O mais recente longa-metragem de ficção dirigido por Alexandre Aja e estrelado pela atriz francesa Mélanie Laurent, Oxygen (2021), tece uma trama apropriada ao atual contexto da pandemia covid-19. Ambientado no final deste século XXI, o roteiro de Christie LeBlanc descreve a agonia da personagem ao despertar e perceber-se enclausurada em uma câmara criogênica, atada a mecanismos hospitalares de monitoração e sem qualquer lembrança de sua identidade. A sombra da asfixia que turva os nossos dias é também o fio condutor do filme, pois Liz, a protagonista, tem que recobrar a memória e livrar-se do confinamento antes que se esgote o suprimento de oxigênio da cápsula. A partir daqui, maiores detalhes seria spoiler da película, lançada neste mês, mundialmente, pela Netflix.
Em uma das poucas sequências externas à câmara criogênica, cientistas de todo mundo debatem o futuro da humanidade, tendo por cenário um salão de arquitetura futurista. É surpreendente constatar que a locação escolhida pela produção do filme para ambientar esse plenário é nada menos do que o edifício-sede do Partido Comunista Francês, localizado em Paris, projetado pelo brasileiro Oscar Niemeyer no ano de 1967. Niemeyer, à época exilado na Europa em decorrência do Golpe de 1964, pôde projetar e construir em solo francês graças à intersecção de André Malraux, ministro da Cultura no governo de Charles De Gaulle, que lhe outorgou uma licença especial de trabalho.
É surpreendente constatar como a arquitetura modernista de Niemeyer cumpre ainda o papel de expressar o paradigma futurista, passados mais de 60 anos da inauguração de Brasília. Há uma evidente unidade estética entre o plenário do PCF, locação escolhida para a sequência do filme de Aja, o nosso Palácio do Congresso Nacional e a Assembleia Geral das Nações Unidas. Fruto do traço inconfundível de Niemeyer, os edifícios projetados entre as décadas de 1950 e 1960 são, no plano simbólico, indissociáveis da agenda política de reconstrução do pós-guerra: cumpriam a função de figuração plástica da utopia, cujo desiderato era extirpar da paisagem da memória o fantasma nazista mediante o novo concerto entre as nações, para que os seres humanos fossem poupados do terror da miséria, livres e iguais em dignidade e direitos.
No Brasil, nesse período, o projeto desenvolvimentista de JK propiciou o florescimento simultâneo de todas as artes: a música de Tom Jobim, Vinícius de Moraes e João Gilberto, o Cinema Novo, de Glauber Rocha, a nova dramaturgia brasileira, além das artes plásticas e da arquitetura. O presidente Bossa Nova propunha aos brasileiros um projeto nacional que prometia avançar cinquenta anos em cinco, com indústrias de base, investimento em transporte, produção de energia, educação e alimentação. O Golpe de 1964 operou o aborto da esperança de toda uma geração que vislumbrou, ao raiar de uma alvorada próxima, um país democrático, moderno, inclusivo e que se viu forçada, como Niemeyer, ao exílio para se proteger da truculência da ditadura militar.

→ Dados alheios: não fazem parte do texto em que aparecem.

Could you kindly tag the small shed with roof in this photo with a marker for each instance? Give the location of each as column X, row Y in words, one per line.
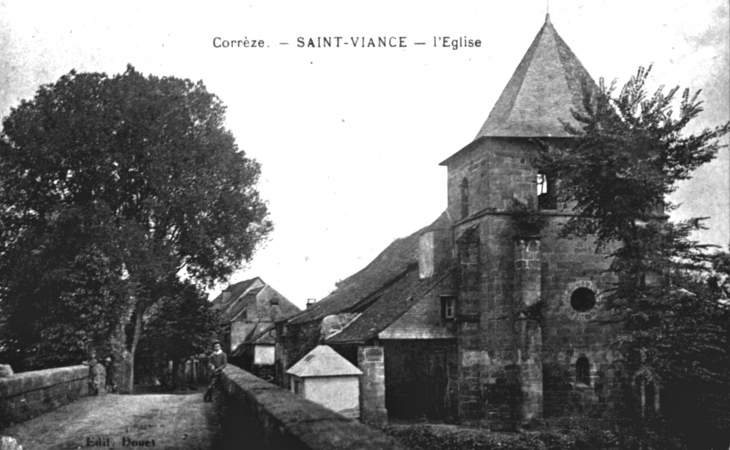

A asfixia das liberdades cumpriria seu penoso curso ao longo de 21 anos, com reoxigenação lenta e gradual na década de 1980, até a eclosão do movimento popular pelas eleições diretas, a vitória de Tancredo Neves no Colégio Eleitoral, a posse de José Sarney na presidência da República e a instalação da Assembleia Constituinte em 1987. A Constituição de 1988 selaria o pacto político para a retomada do projeto nacional, com garantias fundamentais e uma agenda socioambiental para o desenvolvimento sustentável, pautada na preservação do meio ambiente e no respeito às populações tradicionais. Este pacto concluiria um ciclo de vícios e virtudes até a deposição de Dilma Rousseff da presidência da República, em 2015. Do ponto de vista simbólico, a extinção do Ministério da Cultura, uma das primeiras medidas de Michel Temer, resumiria mil palavras.
André Malraux quando esteve em visita às obras da nova capital, em 1959, denominou Brasília a Capital da Esperança. Em discurso na Aliança Francesa afirmou que, passado o holocausto, era necessário estabelecer um plano mundial de exploração das riquezas naturais em proveito apenas das nações que as detinham. As palavras do Ministro da Cultura francês, ditas há mais de 60 anos, afirmavam preocupação com nossas riquezas e com a soberania necessária para delas dispor em nosso benefício. Permanecem futuristas. A cena de Oxygen, rodada no plenário do PCF, nos colhe de assalto e instiga à busca do elo perdido entre o Brasil do futuro que nos foi prometido desde JK e este que aí está. Incapaz de organizar uma campanha nacional de vacinação, o que já seria um rudimento de projeto de nação, e indiferente à morte plenamente evitável de milhares de brasileiros em decorrência da covid-19.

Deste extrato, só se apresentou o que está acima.